In this lab we will implement a word frequency algorithm. It will tell you how many of each word can be found in an essay.
At the top of the document save a variable with a long paragraph (example below). To turn this paragraph into a list of lowercase words, we will use the split(" ")
, replace()
, and lower()
functions. There is code at the bottom of this page that will do this for you. Feel free to read more about split()
in the Python documentation, but it's not critical to this lab.
For each word in the document, count the number of times it occurs. Consider the following phrase: 'Cats are cool. Baby cats are called kittens. Cats make great pets.' The word 'cats' appears 3 times. The word 'are' appears 2 times.

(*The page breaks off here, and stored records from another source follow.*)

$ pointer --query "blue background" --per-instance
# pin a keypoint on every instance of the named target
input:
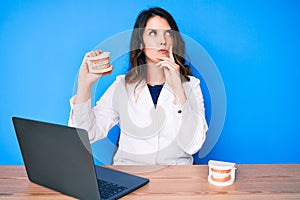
(255, 45)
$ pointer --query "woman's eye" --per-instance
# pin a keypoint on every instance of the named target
(169, 33)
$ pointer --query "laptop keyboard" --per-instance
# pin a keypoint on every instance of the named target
(108, 189)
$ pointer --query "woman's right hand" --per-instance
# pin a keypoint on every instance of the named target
(86, 79)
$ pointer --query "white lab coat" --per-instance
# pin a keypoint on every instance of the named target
(167, 134)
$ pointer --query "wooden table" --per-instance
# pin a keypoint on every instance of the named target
(177, 182)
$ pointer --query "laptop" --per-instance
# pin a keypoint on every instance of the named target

The program will first create a dictionary with the words as keys and the number of times they occur as values. Then it will prompt the user which word they are curious about. If the word was in the paragraph it will print the number of times it occurred.
>>> python3 word_frequency_lab.py
What word would you like to know the frequency of? cats
'cats' occurs 3 times
>>> python3 word_frequency_lab.py
What word would you like to know the frequency of? dogs
'dogs' does not occur
This is the code to lowercase the letters in the paragraph, remove the periods, and split them into individual words.
example_paragraph = "It was a beautiful day in New York City. Our hero Ariana Grande was on a walk from the Standard to Duane Reade. Ariana Grande was walking rather quickly because she had lived in New York for a few months. All of a sudden a slimy donut appeared out of nowhere. Ariana Grande decided to prance foolishly instead of dealing with the situation. Thrown off from Duane Reade Ariana Grande decides to go to Times Square instead. What a beautiful day in New York."
#make all letters lowercase
example_paragraph_lower = example_paragraph.lower()
#remove all periods
example_paragraph_lower_no_punctuation = example_paragraph_lower.replace(".", "")
#convert paragraph into a list of individual strings
example_word_list = example_paragraph_lower_no_punctuation.split(" ")
If students decide to alter the example text, they may wish to include additional code to remove any other punctuation that may be present--commas, semicolons, question marks, quotation marks, etc. Some punctuation, such as the "--" in the previous sentence, may not have any spaces before or after it. Using the same replace("--","")
syntax would be a mistake, since it would create a new incorrect word ("presentcommas" in this case). Here it would be better to use replace("--"," ")
, adding in a space to replace the dashes.